Cały odcinek > obejrzysz bez opłat w PLAYER.PL

Matka Miłosza wpada do Sandry i zaprasza ją do udziału w koncercie charytatywnym dla chorych dzieci. Dziewczyna okazuje jej jawną niechęć. Na pytania, dlaczego tak się zachowuje, przypomina Małgorzacie, jak oskarżyła ją o to, że jest z Miłoszem dla pieniędzy. Glinkowa próbuje jej wmówić, że wszystko to są jej paranoje i oznajmia, że straciła już jednego syna i nie pozwoli, żeby ona zabrała mu drugiego. Sandra niewzruszona uświadamia kobiecie, że zachowuje się potwornie wykorzystując swoje zmarłe dziecko, żeby jej dokuczyć. Małgorzata dotknięta tymi słowami do żywego, bez słowa wychodzi. Jakiś czas później Sandra dowiaduje się od kolegi z klubu, że matka Miłosza w poważnym stanie wylądowała w szpitalu. Tymczasem Miłosz próbuje dowiedzieć się od mamy, co wprawiło ją w taki stan zdenerwowania. Glinkowa, która wcale nie wygląda na specjalnie chorą, wyjaśnia mu, że miała nieprzyjemną rozmowę z jego dziewczyną. Miłosz zjawia się u Sandry i z miejsca zaczyna robić jej awanturę, że obraziła i zraniła jego matkę. Każe Sandrze ją przeprosić i odwołać to, co jej powiedziała.

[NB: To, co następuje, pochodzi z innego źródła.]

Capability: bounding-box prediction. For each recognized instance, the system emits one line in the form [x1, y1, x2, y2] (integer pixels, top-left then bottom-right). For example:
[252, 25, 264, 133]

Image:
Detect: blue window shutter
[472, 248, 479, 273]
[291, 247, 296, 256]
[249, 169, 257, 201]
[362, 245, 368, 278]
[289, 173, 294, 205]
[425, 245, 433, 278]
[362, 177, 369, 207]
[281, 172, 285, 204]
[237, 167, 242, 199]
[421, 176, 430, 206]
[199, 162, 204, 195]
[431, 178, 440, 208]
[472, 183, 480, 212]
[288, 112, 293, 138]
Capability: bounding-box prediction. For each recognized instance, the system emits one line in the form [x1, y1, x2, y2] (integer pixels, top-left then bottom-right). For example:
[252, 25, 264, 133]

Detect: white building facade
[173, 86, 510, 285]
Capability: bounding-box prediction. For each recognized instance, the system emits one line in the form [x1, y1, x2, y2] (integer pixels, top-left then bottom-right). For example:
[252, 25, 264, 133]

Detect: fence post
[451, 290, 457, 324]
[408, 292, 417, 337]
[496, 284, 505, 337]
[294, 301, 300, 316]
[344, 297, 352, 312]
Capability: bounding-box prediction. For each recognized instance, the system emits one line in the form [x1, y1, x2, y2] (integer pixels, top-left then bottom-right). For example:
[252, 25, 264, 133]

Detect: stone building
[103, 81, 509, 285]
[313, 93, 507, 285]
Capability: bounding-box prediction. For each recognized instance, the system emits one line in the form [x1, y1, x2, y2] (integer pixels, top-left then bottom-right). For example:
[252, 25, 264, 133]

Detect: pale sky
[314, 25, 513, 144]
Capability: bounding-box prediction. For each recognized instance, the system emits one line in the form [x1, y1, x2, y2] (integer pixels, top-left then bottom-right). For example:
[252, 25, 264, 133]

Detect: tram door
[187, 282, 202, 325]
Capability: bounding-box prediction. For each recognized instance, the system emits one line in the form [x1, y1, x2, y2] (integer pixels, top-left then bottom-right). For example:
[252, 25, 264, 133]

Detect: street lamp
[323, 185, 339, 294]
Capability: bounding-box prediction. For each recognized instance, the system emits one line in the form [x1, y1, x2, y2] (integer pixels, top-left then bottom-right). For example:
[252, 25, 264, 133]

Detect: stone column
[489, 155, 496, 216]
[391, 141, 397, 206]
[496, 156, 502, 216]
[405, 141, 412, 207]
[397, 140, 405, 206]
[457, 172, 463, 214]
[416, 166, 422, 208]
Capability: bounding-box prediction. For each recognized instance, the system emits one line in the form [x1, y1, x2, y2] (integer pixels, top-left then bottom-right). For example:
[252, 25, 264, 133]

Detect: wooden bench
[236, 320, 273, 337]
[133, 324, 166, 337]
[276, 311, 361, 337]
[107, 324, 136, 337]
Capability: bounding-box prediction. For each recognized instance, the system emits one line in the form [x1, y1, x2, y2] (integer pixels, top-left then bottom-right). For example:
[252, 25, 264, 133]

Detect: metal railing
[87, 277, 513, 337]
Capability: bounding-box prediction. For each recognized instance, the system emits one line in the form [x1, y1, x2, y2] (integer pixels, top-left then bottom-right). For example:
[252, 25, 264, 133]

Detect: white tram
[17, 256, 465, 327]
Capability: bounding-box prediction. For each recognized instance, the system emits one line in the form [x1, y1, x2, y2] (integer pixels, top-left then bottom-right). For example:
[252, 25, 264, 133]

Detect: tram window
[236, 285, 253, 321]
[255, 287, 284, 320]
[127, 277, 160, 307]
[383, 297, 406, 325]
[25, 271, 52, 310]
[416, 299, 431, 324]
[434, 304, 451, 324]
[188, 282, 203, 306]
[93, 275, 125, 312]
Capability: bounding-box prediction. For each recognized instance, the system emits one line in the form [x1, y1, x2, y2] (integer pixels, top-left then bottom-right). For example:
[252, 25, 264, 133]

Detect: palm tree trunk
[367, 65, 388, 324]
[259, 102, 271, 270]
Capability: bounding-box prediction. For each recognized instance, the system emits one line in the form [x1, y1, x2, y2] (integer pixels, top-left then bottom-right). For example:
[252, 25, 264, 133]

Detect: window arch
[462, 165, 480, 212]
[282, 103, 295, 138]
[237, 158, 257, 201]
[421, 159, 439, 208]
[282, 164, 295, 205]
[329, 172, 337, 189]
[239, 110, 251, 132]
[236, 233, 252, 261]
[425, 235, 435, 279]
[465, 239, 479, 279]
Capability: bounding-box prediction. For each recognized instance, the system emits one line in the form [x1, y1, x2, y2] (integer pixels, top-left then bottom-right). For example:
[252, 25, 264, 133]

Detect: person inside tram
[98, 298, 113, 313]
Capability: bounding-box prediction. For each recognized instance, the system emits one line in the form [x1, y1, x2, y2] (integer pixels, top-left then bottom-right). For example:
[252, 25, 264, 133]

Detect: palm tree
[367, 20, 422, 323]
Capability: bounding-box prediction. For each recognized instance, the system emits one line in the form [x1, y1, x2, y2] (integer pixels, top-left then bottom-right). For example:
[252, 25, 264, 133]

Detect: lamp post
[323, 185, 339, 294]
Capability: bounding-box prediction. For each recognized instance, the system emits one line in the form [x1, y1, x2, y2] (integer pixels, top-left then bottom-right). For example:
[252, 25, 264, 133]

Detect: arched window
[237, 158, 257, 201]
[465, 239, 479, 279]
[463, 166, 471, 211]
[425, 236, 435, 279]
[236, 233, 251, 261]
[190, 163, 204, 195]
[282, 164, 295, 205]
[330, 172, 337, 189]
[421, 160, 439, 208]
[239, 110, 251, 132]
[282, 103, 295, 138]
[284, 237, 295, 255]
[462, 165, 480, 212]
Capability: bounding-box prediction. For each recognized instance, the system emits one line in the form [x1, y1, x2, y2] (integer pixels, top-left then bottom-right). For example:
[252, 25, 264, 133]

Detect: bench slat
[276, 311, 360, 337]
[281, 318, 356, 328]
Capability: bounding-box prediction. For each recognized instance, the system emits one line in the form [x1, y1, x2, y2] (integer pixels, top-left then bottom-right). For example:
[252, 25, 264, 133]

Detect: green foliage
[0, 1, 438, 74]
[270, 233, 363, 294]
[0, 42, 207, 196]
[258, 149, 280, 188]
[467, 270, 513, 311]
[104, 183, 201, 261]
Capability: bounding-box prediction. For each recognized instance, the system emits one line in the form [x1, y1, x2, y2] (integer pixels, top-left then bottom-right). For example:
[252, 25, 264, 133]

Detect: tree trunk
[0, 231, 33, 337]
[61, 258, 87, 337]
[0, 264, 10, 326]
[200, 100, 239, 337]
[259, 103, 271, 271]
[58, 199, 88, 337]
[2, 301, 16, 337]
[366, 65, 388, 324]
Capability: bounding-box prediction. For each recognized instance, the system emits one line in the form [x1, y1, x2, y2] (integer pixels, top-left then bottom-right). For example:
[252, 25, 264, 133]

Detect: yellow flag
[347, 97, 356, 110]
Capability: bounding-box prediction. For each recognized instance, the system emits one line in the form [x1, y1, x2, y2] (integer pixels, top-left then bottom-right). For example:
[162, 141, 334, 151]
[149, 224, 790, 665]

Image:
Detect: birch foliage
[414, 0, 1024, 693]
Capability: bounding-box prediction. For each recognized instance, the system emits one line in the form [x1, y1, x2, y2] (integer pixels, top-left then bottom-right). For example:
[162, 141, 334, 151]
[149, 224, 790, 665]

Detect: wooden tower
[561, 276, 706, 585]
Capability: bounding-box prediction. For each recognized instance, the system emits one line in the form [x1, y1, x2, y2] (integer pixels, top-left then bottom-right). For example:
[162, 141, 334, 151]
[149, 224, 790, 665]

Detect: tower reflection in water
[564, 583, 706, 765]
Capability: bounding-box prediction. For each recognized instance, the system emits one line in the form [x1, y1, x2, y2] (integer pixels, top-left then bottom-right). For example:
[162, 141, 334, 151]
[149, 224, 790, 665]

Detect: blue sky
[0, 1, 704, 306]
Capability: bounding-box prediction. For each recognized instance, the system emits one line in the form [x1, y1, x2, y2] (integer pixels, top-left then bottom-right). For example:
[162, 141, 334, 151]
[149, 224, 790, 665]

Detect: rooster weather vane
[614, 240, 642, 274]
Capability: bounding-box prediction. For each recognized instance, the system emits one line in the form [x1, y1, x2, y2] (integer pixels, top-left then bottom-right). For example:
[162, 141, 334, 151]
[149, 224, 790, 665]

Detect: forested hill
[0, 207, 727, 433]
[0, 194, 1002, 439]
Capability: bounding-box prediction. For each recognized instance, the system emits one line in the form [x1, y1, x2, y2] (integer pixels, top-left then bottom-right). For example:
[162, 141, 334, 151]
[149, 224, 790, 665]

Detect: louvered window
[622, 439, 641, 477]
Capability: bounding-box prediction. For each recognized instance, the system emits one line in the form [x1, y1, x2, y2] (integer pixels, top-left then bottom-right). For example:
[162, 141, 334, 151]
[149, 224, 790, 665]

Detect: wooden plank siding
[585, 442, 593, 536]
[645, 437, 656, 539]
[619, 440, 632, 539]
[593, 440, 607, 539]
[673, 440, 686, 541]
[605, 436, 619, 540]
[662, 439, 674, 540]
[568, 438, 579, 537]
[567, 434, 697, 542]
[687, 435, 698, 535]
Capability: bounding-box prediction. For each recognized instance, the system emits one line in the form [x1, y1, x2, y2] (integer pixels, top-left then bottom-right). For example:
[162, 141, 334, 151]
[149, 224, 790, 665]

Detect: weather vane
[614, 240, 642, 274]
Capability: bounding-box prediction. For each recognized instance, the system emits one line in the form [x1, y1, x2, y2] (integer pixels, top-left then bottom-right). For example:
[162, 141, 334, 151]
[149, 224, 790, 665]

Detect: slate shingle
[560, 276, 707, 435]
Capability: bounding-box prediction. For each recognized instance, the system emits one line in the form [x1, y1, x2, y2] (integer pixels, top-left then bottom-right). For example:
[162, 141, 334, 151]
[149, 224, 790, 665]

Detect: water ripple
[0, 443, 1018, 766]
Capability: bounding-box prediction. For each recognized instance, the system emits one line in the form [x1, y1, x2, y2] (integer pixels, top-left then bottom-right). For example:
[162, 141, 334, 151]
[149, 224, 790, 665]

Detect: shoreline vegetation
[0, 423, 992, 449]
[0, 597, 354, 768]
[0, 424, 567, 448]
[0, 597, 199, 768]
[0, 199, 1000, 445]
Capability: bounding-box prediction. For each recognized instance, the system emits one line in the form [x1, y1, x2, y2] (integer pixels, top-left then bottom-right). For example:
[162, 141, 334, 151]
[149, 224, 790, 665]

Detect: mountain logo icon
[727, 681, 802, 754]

Eliza i Jarek po wspólnej wyprawie do kina przyprowadzają do domu Michela. Chłopak natychmiast zauważa, że Sandrę coś dręczy. Żona zwierza się ze swoich problemów z matką swojego chłopaka. Rozmowa przebiega w bardzo przyjacielskiej atmosferze. Michel uświadamia żonie, że nie powinna kłócić się z mamą Miłosza, bo ona zawsze będzie dla niego ważna. Sandra docenia, że mąż wzbił się ponad egoizm i dał jej taką radę. Przypomina mu również, że teraz są tylko przyjaciółmi… Marta podekscytowana mówi Olafowi, że dzisiaj ma rozmowę w telewizji i jeśli dobrze jej pójdzie, będzie prowadziła nowy program. Bardzo na to liczy, choć nie ukrywa, że będzie miała problem, żeby połączyć pracę w redakcji Kraju z telewizją… Konarska zauważa, że wszystkie opony w jej aucie są poprzebijane. Wezwani na miejsce policjanci stwierdzają, że zostały celowo przebite nożem. Marta przyznaje, że ostatnio miała jakieś głuche telefony, ale zapytana, czy kogoś podejrzewa, natychmiast się wycofuje i stwierdza, że woli najpierw sama porozmawiać z tą osobą lub popytać sąsiadów, czy coś widzieli. Policjant odradza jej działanie na własną rękę. Producent mówi Marcie, że świetnie wypadła na próbnym nagraniu i składa jej propozycję stałej współpracy. Konarska z radością ją przyjmuje. Kiedy jednak producent prosi ją, żeby zrobiła program z Niwirskim, oznajmia, że nie może tego zrobić. Tymczasem Irek zostaje zatrzymany przez policję przed swoim domem. Gdy policjanci chcą zabrać go na komisariat, wyrywa się im i zaczyna uciekać. Zaraz jednak zostaje schwytany i skuty kajdankami. Marta wyrzuca sobie, że popełniła jednak błąd w relacji z Irkiem i zamiast mu pomóc, niebezpiecznie rozhuśtała jego emocje. Igor zapewnia ją, że nic złego nie zrobiła. Przeciwnie – pokazała, że naprawdę zależało jej na tym by go wysłuchać i odbudować jego wiarę w siebie i ludzi. Po chwili zjawia się matka Ireneusza i z miejsca wyrzuca Marcie, że oszukała jej syna, który przez nią znowu wylądował w więzieniu...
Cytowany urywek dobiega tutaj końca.